I think I'm going to opt to keeping the e-stop circuit seperate.
Each drive fault output will control a seperate DPDT relay.
So if I connect all the stop signals through one of the NO in each relay to a 24V source, then should a drive fault then the stop signal gets triggered on all drives, and then use the other contacts to control a notifier to the KFlop to let it know a drive has faulted. I could probably just use a SPST relay, as the drive outputs are open collector so can be linked direct to the Kanalog optos without interfering with each other.
By cutting the stop signal, the drives require re-enabling to exit the stop, so there's no need to kill the enables as well, so I can programme a delay into the KFlop to kill the enable, even if the KFlop doesn't respond for whatever reason the drives will stay stopped.

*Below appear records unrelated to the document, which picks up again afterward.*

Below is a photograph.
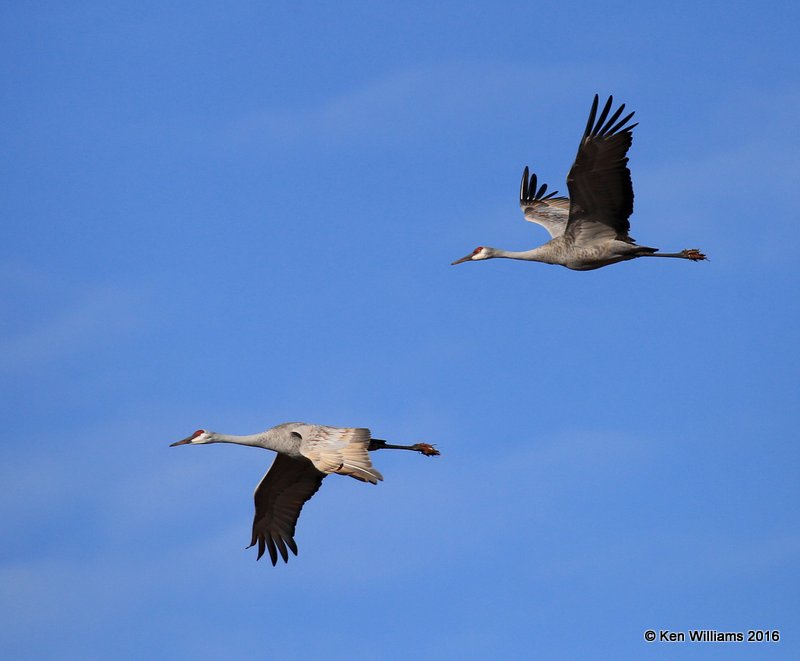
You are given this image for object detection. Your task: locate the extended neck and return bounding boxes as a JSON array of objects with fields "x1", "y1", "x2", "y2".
[
  {"x1": 208, "y1": 432, "x2": 270, "y2": 448},
  {"x1": 492, "y1": 244, "x2": 557, "y2": 264}
]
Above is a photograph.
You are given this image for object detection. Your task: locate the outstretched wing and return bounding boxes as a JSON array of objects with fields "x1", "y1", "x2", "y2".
[
  {"x1": 566, "y1": 94, "x2": 636, "y2": 244},
  {"x1": 247, "y1": 454, "x2": 325, "y2": 566},
  {"x1": 302, "y1": 425, "x2": 383, "y2": 484},
  {"x1": 519, "y1": 166, "x2": 569, "y2": 239}
]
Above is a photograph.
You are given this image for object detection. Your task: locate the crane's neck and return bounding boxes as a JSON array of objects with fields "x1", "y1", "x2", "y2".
[
  {"x1": 206, "y1": 432, "x2": 271, "y2": 448},
  {"x1": 492, "y1": 243, "x2": 560, "y2": 264},
  {"x1": 206, "y1": 428, "x2": 300, "y2": 457}
]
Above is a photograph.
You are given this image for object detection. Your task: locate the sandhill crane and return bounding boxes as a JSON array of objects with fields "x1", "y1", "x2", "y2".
[
  {"x1": 453, "y1": 94, "x2": 706, "y2": 271},
  {"x1": 170, "y1": 422, "x2": 439, "y2": 565}
]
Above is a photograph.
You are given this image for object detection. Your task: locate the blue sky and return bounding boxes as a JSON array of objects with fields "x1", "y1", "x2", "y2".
[{"x1": 0, "y1": 1, "x2": 800, "y2": 659}]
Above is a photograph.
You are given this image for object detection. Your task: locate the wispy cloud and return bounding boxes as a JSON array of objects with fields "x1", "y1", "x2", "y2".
[
  {"x1": 229, "y1": 63, "x2": 589, "y2": 144},
  {"x1": 0, "y1": 268, "x2": 140, "y2": 369}
]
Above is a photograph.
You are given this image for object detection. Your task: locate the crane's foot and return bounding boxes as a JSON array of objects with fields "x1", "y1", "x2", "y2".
[
  {"x1": 411, "y1": 443, "x2": 441, "y2": 457},
  {"x1": 681, "y1": 248, "x2": 708, "y2": 262}
]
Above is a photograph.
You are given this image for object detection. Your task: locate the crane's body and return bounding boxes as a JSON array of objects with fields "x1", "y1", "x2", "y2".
[
  {"x1": 171, "y1": 422, "x2": 439, "y2": 565},
  {"x1": 453, "y1": 95, "x2": 706, "y2": 271}
]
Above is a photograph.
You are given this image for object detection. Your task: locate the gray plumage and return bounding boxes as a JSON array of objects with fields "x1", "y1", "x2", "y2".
[
  {"x1": 453, "y1": 94, "x2": 706, "y2": 271},
  {"x1": 170, "y1": 422, "x2": 439, "y2": 565}
]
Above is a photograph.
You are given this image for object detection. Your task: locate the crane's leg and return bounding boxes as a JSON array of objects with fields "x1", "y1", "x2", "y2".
[
  {"x1": 367, "y1": 438, "x2": 439, "y2": 457},
  {"x1": 638, "y1": 248, "x2": 708, "y2": 262}
]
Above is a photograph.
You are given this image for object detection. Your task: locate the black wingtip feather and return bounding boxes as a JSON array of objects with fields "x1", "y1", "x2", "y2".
[
  {"x1": 583, "y1": 94, "x2": 600, "y2": 138},
  {"x1": 592, "y1": 96, "x2": 614, "y2": 135},
  {"x1": 264, "y1": 536, "x2": 278, "y2": 567},
  {"x1": 520, "y1": 165, "x2": 528, "y2": 199}
]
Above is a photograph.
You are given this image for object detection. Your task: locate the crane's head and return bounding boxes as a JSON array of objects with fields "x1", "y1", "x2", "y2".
[
  {"x1": 450, "y1": 246, "x2": 494, "y2": 266},
  {"x1": 170, "y1": 429, "x2": 214, "y2": 448}
]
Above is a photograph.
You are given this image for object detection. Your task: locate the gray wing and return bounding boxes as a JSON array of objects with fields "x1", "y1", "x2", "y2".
[
  {"x1": 519, "y1": 167, "x2": 569, "y2": 239},
  {"x1": 566, "y1": 94, "x2": 636, "y2": 244},
  {"x1": 247, "y1": 454, "x2": 325, "y2": 566}
]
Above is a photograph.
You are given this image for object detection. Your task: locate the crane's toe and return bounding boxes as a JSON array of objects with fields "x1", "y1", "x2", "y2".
[
  {"x1": 681, "y1": 248, "x2": 708, "y2": 262},
  {"x1": 411, "y1": 443, "x2": 441, "y2": 457}
]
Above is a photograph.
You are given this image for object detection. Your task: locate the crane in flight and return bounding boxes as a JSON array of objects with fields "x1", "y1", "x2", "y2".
[
  {"x1": 453, "y1": 94, "x2": 706, "y2": 271},
  {"x1": 170, "y1": 422, "x2": 439, "y2": 565}
]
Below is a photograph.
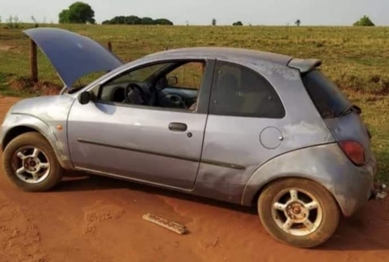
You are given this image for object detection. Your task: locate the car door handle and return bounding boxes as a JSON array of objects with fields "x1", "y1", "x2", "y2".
[{"x1": 169, "y1": 123, "x2": 188, "y2": 132}]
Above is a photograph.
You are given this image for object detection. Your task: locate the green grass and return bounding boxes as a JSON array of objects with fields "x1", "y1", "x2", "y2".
[{"x1": 0, "y1": 24, "x2": 389, "y2": 182}]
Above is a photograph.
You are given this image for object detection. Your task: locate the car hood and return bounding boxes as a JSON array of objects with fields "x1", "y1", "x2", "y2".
[{"x1": 23, "y1": 28, "x2": 123, "y2": 87}]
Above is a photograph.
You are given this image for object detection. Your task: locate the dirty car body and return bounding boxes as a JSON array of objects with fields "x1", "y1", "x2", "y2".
[{"x1": 0, "y1": 29, "x2": 377, "y2": 248}]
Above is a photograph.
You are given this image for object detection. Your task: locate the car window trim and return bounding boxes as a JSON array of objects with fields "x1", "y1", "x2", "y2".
[
  {"x1": 207, "y1": 59, "x2": 287, "y2": 120},
  {"x1": 93, "y1": 58, "x2": 216, "y2": 114}
]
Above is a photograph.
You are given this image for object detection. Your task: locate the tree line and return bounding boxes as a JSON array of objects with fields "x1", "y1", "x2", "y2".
[
  {"x1": 0, "y1": 2, "x2": 360, "y2": 27},
  {"x1": 103, "y1": 15, "x2": 173, "y2": 25}
]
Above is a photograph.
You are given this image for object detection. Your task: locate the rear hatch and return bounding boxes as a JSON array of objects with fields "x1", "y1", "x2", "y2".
[{"x1": 302, "y1": 69, "x2": 373, "y2": 165}]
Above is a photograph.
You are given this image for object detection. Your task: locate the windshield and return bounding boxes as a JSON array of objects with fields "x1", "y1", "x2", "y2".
[
  {"x1": 110, "y1": 63, "x2": 167, "y2": 84},
  {"x1": 303, "y1": 70, "x2": 352, "y2": 119}
]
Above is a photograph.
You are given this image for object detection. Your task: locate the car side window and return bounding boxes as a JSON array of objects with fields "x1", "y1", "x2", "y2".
[
  {"x1": 210, "y1": 62, "x2": 285, "y2": 118},
  {"x1": 96, "y1": 60, "x2": 206, "y2": 112},
  {"x1": 167, "y1": 62, "x2": 205, "y2": 90}
]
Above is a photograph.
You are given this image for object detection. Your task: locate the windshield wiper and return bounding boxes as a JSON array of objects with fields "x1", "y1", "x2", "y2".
[{"x1": 338, "y1": 105, "x2": 362, "y2": 117}]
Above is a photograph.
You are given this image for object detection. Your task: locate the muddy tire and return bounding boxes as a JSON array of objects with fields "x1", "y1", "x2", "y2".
[
  {"x1": 3, "y1": 132, "x2": 64, "y2": 192},
  {"x1": 258, "y1": 178, "x2": 340, "y2": 248}
]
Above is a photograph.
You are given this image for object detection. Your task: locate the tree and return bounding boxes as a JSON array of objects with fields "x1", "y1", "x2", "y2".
[
  {"x1": 141, "y1": 17, "x2": 154, "y2": 25},
  {"x1": 154, "y1": 18, "x2": 173, "y2": 25},
  {"x1": 354, "y1": 15, "x2": 375, "y2": 26},
  {"x1": 59, "y1": 2, "x2": 96, "y2": 24}
]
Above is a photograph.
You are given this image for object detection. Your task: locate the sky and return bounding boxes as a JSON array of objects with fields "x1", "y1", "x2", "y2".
[{"x1": 0, "y1": 0, "x2": 389, "y2": 26}]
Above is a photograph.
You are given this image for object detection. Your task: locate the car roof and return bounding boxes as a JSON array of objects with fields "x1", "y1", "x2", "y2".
[{"x1": 147, "y1": 47, "x2": 293, "y2": 66}]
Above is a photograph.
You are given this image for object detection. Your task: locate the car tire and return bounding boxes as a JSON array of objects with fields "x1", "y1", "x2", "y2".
[
  {"x1": 3, "y1": 132, "x2": 64, "y2": 192},
  {"x1": 258, "y1": 178, "x2": 340, "y2": 248}
]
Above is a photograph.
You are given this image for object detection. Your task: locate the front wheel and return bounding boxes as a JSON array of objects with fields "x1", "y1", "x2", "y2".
[
  {"x1": 3, "y1": 132, "x2": 63, "y2": 192},
  {"x1": 258, "y1": 178, "x2": 340, "y2": 248}
]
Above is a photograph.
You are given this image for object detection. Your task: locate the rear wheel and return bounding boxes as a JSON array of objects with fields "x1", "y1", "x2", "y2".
[
  {"x1": 258, "y1": 178, "x2": 340, "y2": 248},
  {"x1": 3, "y1": 132, "x2": 63, "y2": 192}
]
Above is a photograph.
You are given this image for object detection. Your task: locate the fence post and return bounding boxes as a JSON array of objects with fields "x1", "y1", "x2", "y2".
[{"x1": 30, "y1": 39, "x2": 38, "y2": 83}]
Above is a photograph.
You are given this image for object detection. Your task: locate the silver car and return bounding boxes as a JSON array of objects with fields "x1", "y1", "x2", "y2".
[{"x1": 0, "y1": 28, "x2": 385, "y2": 248}]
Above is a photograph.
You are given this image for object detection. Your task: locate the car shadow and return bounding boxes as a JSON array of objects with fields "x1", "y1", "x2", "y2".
[
  {"x1": 55, "y1": 172, "x2": 389, "y2": 252},
  {"x1": 55, "y1": 172, "x2": 257, "y2": 216}
]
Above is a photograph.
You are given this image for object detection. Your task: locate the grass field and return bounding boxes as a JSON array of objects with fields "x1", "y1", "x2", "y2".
[{"x1": 0, "y1": 25, "x2": 389, "y2": 182}]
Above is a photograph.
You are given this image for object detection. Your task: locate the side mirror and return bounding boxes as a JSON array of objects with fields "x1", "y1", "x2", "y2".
[
  {"x1": 78, "y1": 91, "x2": 93, "y2": 105},
  {"x1": 167, "y1": 76, "x2": 178, "y2": 86}
]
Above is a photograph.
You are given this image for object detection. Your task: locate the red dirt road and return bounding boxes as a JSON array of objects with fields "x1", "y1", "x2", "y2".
[{"x1": 0, "y1": 97, "x2": 389, "y2": 262}]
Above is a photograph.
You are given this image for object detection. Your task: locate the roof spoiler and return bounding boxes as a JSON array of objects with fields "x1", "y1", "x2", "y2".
[{"x1": 288, "y1": 58, "x2": 322, "y2": 74}]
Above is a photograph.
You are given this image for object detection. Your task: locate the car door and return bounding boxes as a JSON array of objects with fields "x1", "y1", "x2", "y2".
[{"x1": 68, "y1": 60, "x2": 214, "y2": 190}]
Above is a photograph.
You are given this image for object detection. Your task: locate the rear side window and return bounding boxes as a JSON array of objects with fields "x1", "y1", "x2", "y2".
[
  {"x1": 303, "y1": 70, "x2": 351, "y2": 119},
  {"x1": 210, "y1": 62, "x2": 285, "y2": 118}
]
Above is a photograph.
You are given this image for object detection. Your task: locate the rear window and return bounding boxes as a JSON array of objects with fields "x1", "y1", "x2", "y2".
[{"x1": 303, "y1": 70, "x2": 351, "y2": 118}]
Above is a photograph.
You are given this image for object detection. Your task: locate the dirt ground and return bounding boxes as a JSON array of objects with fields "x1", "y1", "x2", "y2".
[{"x1": 0, "y1": 97, "x2": 389, "y2": 262}]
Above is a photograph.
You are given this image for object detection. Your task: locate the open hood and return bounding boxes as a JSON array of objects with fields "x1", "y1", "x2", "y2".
[{"x1": 24, "y1": 28, "x2": 123, "y2": 87}]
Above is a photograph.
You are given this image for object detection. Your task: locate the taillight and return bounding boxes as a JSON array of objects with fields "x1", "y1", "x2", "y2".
[{"x1": 339, "y1": 140, "x2": 365, "y2": 166}]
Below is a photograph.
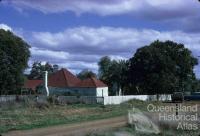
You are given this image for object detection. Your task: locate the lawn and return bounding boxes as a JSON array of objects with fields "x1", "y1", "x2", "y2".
[
  {"x1": 0, "y1": 100, "x2": 200, "y2": 136},
  {"x1": 0, "y1": 99, "x2": 133, "y2": 133}
]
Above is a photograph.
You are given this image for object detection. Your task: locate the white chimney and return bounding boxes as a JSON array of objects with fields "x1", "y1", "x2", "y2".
[{"x1": 44, "y1": 71, "x2": 49, "y2": 96}]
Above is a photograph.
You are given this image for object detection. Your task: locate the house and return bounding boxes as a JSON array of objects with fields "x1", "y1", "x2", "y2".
[
  {"x1": 21, "y1": 80, "x2": 43, "y2": 94},
  {"x1": 37, "y1": 68, "x2": 108, "y2": 97}
]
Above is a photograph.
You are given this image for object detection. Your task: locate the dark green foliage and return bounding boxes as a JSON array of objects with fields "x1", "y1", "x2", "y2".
[
  {"x1": 128, "y1": 41, "x2": 198, "y2": 94},
  {"x1": 0, "y1": 29, "x2": 30, "y2": 95},
  {"x1": 77, "y1": 69, "x2": 97, "y2": 80},
  {"x1": 98, "y1": 56, "x2": 128, "y2": 95},
  {"x1": 28, "y1": 62, "x2": 59, "y2": 79}
]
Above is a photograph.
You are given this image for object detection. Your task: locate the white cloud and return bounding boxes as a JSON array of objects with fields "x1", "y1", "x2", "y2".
[
  {"x1": 0, "y1": 24, "x2": 12, "y2": 31},
  {"x1": 21, "y1": 27, "x2": 200, "y2": 75},
  {"x1": 3, "y1": 0, "x2": 199, "y2": 16}
]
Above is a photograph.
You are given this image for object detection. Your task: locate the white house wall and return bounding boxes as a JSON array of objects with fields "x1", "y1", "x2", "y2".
[{"x1": 96, "y1": 87, "x2": 108, "y2": 97}]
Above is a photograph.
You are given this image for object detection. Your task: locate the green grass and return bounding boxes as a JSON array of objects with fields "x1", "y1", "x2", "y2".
[
  {"x1": 87, "y1": 126, "x2": 200, "y2": 136},
  {"x1": 0, "y1": 103, "x2": 133, "y2": 133}
]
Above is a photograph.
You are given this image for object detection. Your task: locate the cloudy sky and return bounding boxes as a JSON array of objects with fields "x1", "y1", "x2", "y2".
[{"x1": 0, "y1": 0, "x2": 200, "y2": 77}]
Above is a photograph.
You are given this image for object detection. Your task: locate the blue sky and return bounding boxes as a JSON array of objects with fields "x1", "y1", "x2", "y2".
[{"x1": 0, "y1": 0, "x2": 200, "y2": 77}]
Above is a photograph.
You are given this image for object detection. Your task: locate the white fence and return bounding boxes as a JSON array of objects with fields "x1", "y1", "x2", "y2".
[
  {"x1": 103, "y1": 95, "x2": 171, "y2": 105},
  {"x1": 0, "y1": 95, "x2": 171, "y2": 105}
]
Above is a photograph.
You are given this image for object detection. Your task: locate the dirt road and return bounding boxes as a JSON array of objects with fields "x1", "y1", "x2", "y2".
[{"x1": 2, "y1": 116, "x2": 127, "y2": 136}]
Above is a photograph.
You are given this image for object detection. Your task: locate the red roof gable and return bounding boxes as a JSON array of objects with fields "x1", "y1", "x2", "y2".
[
  {"x1": 48, "y1": 69, "x2": 80, "y2": 87},
  {"x1": 23, "y1": 80, "x2": 43, "y2": 91},
  {"x1": 77, "y1": 77, "x2": 108, "y2": 87}
]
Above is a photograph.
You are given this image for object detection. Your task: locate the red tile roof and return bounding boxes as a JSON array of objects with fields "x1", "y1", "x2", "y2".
[
  {"x1": 48, "y1": 69, "x2": 80, "y2": 87},
  {"x1": 77, "y1": 77, "x2": 108, "y2": 88},
  {"x1": 23, "y1": 80, "x2": 43, "y2": 91},
  {"x1": 24, "y1": 69, "x2": 107, "y2": 90}
]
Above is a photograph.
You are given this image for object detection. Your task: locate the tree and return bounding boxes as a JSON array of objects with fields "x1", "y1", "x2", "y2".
[
  {"x1": 98, "y1": 56, "x2": 128, "y2": 95},
  {"x1": 128, "y1": 41, "x2": 198, "y2": 94},
  {"x1": 0, "y1": 29, "x2": 30, "y2": 95},
  {"x1": 28, "y1": 62, "x2": 59, "y2": 79},
  {"x1": 77, "y1": 69, "x2": 97, "y2": 80}
]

Then I can connect the Enable and Reset direct from the Kanalog to the drives, and the Ready and Faults direct to the Kanalog.

That way I only need 2 to 4 inputs (depending on if I join the ready/faults on each drive or keep them seperate), and 2 outputs (enable is shared, and issuing a fault reset just clears any faults so no need to trigger drives seperately).

The only issue outstanding, is how to tie in the VFD, however I'll probably just link another relay into the VFD direction signals.